The grand jury will meet just about every tuesday and thursday, plus other days as needed, from November through February. They estimate 240 hours total, which would be 30 eight-hour days, except that they only do it a few hours a day, so it will be god knows how many days.
And they don't care if it totally fucks up your job, they explicitly said they *don't care*, and you can't get out of it for that. (They even said that self-employed people, for whom this would cripple their businesses, couldn't get out because of that.) I guess they claim "it's often only a couple hours, or a few hours a day," but as I work in Mountain View, and take a commuter bus, that pretty much means I will have to miss the entire day. (And my employer is not very keen on "working from home.")
(Footnote: the grand jury doesn't sit on cases. When the DA (or equivalent) wants to prosecute someone, they present their evidence to the grand jury, who decide if he's got a case or not. If he does, they hand down an indictment, which is essentially permission to proceed with the prosecution.)

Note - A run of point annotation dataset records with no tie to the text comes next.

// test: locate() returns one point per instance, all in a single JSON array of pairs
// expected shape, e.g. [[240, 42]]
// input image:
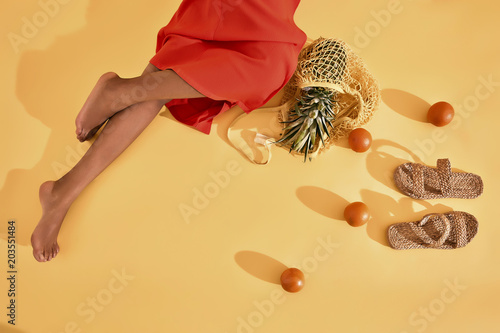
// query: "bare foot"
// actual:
[[44, 237], [101, 104]]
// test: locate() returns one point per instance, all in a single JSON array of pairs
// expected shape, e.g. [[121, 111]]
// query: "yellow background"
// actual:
[[218, 272]]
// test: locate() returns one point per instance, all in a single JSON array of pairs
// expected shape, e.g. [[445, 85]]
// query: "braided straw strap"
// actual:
[[422, 182], [435, 231]]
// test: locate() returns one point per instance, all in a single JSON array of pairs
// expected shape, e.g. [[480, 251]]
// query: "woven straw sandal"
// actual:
[[435, 231], [422, 182]]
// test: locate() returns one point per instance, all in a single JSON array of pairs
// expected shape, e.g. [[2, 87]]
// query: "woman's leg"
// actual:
[[122, 129], [112, 94]]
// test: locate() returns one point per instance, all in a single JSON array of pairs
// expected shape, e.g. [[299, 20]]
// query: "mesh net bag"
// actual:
[[331, 67]]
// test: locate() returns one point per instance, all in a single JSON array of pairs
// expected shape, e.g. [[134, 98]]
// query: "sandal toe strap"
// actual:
[[420, 232], [444, 172]]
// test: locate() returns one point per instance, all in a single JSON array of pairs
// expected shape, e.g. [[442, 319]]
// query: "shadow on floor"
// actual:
[[406, 104], [260, 266]]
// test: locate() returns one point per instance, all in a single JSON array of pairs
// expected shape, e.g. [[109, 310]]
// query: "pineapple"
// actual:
[[311, 118]]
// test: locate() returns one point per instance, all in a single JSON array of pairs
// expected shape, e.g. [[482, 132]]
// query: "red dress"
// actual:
[[234, 52]]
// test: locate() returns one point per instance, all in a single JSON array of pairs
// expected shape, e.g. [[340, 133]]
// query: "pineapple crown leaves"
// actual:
[[311, 118]]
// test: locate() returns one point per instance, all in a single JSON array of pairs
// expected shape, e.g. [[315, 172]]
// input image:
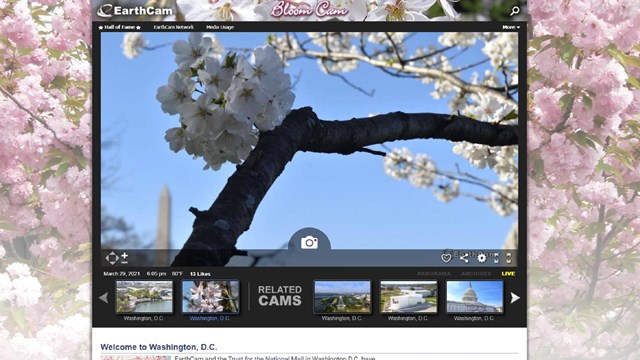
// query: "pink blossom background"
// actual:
[[583, 151]]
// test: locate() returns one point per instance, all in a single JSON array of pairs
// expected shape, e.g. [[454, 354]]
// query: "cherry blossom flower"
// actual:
[[177, 92]]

Maybe I can get my company to write a letter about how I'm tech lead of a project that's launching during that period, and if I miss that many days I'll have to relinquish that post, but being tech lead of a successful launch is what I was needing for my next promotion, etc. etc. I suspect the court won't buy it though.
During the questioning ("can you be impartial and only consider the evidence," etc.) I asked "What if I disagree with the law; what if the case is something that I think shouldn't be illegal?" This is a legitimate concern (I strongly feel that some things just shouldn't be illegal, like drugs, porn, prostitution, etc.), but of course I was also hoping the DA or judge would throw me out because of that. They weren't buying it. "You're going to look at the evidence and decide if it reasonably appears the suspect broke the law." Not "did something wrong," or "should be prosecuted," but "broke the law."

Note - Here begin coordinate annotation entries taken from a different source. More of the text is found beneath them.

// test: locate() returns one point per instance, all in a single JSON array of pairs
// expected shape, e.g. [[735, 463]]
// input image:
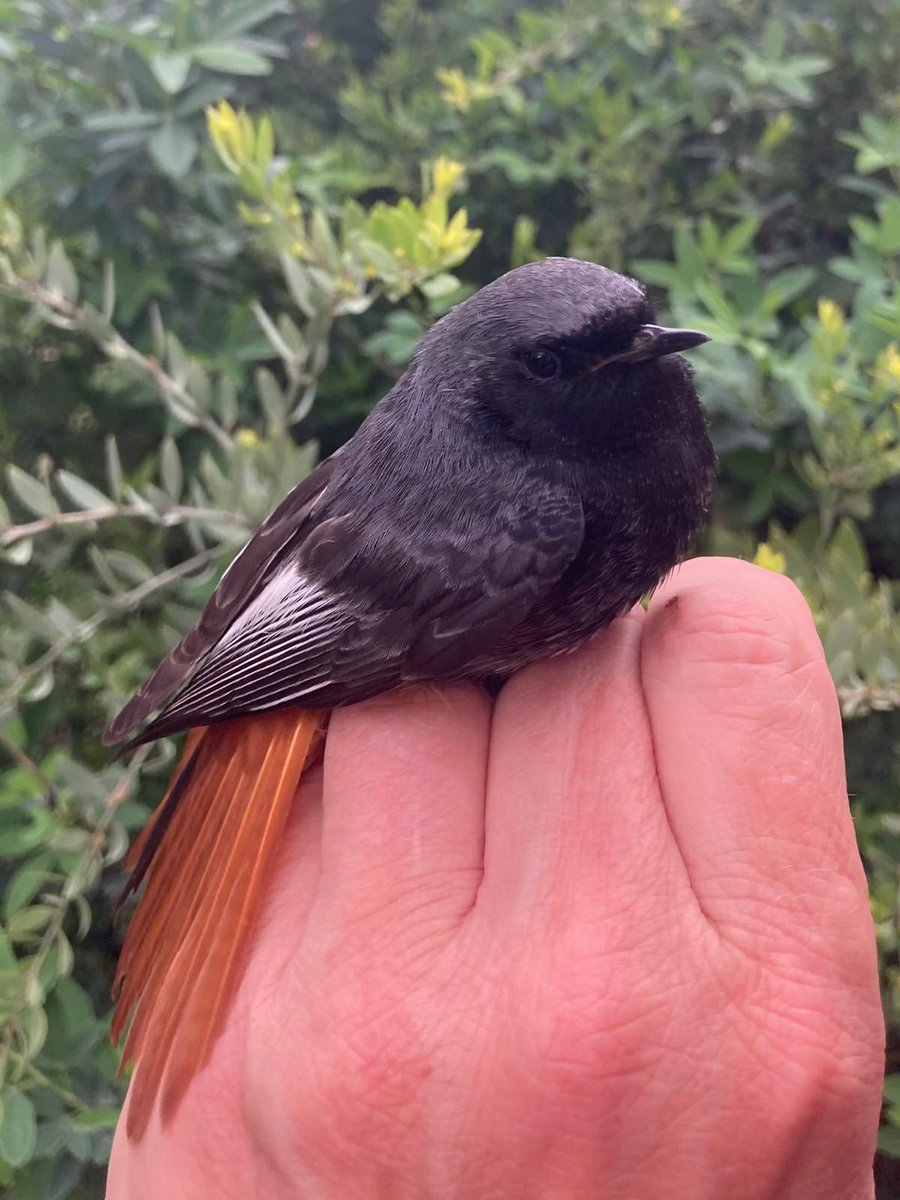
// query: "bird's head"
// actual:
[[561, 353]]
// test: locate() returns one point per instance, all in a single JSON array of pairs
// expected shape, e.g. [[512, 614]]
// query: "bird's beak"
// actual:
[[653, 342]]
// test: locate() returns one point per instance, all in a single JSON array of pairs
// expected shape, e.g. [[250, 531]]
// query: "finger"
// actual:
[[574, 816], [403, 802], [748, 738]]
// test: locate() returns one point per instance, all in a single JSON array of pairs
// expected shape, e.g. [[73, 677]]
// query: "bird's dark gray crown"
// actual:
[[557, 300]]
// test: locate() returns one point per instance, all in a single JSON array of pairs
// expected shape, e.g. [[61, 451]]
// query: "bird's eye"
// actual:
[[541, 364]]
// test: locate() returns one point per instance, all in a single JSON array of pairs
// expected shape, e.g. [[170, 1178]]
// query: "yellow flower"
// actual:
[[769, 558], [831, 317], [889, 361], [447, 174]]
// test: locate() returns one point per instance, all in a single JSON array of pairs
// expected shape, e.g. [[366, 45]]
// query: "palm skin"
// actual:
[[606, 937]]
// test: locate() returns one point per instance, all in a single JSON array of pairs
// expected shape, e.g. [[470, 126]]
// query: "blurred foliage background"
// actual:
[[223, 226]]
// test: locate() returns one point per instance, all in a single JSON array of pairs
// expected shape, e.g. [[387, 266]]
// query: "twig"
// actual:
[[111, 341], [124, 603], [18, 755], [37, 1075], [173, 516]]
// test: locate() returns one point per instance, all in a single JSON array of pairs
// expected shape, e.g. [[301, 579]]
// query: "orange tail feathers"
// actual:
[[205, 855]]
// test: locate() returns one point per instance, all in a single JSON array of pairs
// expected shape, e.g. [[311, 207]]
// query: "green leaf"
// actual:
[[93, 1120], [34, 495], [114, 467], [174, 149], [171, 70], [81, 492], [18, 1132], [60, 276], [173, 477], [13, 160], [231, 59], [246, 15], [25, 883], [439, 286]]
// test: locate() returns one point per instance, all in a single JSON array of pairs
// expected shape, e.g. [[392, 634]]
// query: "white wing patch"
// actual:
[[287, 634]]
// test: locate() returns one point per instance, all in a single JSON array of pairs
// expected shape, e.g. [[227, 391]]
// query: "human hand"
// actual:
[[607, 937]]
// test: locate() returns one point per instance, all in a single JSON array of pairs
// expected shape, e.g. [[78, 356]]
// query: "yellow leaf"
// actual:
[[769, 558]]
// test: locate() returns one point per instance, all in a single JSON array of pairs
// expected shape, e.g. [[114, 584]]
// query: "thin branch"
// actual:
[[124, 603], [18, 755], [177, 515], [69, 316]]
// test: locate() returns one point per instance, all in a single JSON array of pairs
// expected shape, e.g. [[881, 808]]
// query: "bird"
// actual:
[[539, 467]]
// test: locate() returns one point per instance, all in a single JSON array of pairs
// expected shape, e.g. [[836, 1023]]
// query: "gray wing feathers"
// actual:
[[239, 583]]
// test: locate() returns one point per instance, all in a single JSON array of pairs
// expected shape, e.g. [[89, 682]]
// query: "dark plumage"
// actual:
[[541, 465]]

But still, when we go back in for more instructions, I'm going to press this point and say that it's going to lead to conflicts of interest. However, it sounds (from when other people had objections, to e.g. some types of "possibly graphic or disturbing evidence,") that at best I can just recuse myself from those cases. I don't know yet if they just take a vote, or if (like in normal juries) we have to reach consensus. If the latter, I'm going to make a lot of enemies.
On the other hand, maybe there are going to be zero drug prosecutions in San Francisco this winter.
Words of advice: they do this three times a year, for four month terms, beginning November (and presumably) March and July. If they always do the selection six or so weeks ahead of time, that tells you what weeks to avoid having jury duty. Also, being a full time student, having plans to move out of the city, and not being able to speak English can get you out. (Though in the case of the one person who had just moved, the judge did say he would notify their new county that the person had moved and was now eligible down there.)
Just planning on claiming "Gee, I never received the summons, you should have used registered mail" doesn't sound like a good option. They took a roll call of how ever many hundreds of people were there, and those not present had warrants issued for their arrest. I suspect nobody will go hunt them down, but having your next traffic stop turn into a night in jail before you can go explain your case to the judge doesn't sound like fun. Though compared to having your job totally fucked, I suppose it's a close call.
I have one final chance at not having my job screwed up: of the 30 of us on the short list, they'll actually impanel 19. I'll find out November 4th. I'm not holding my breath, though.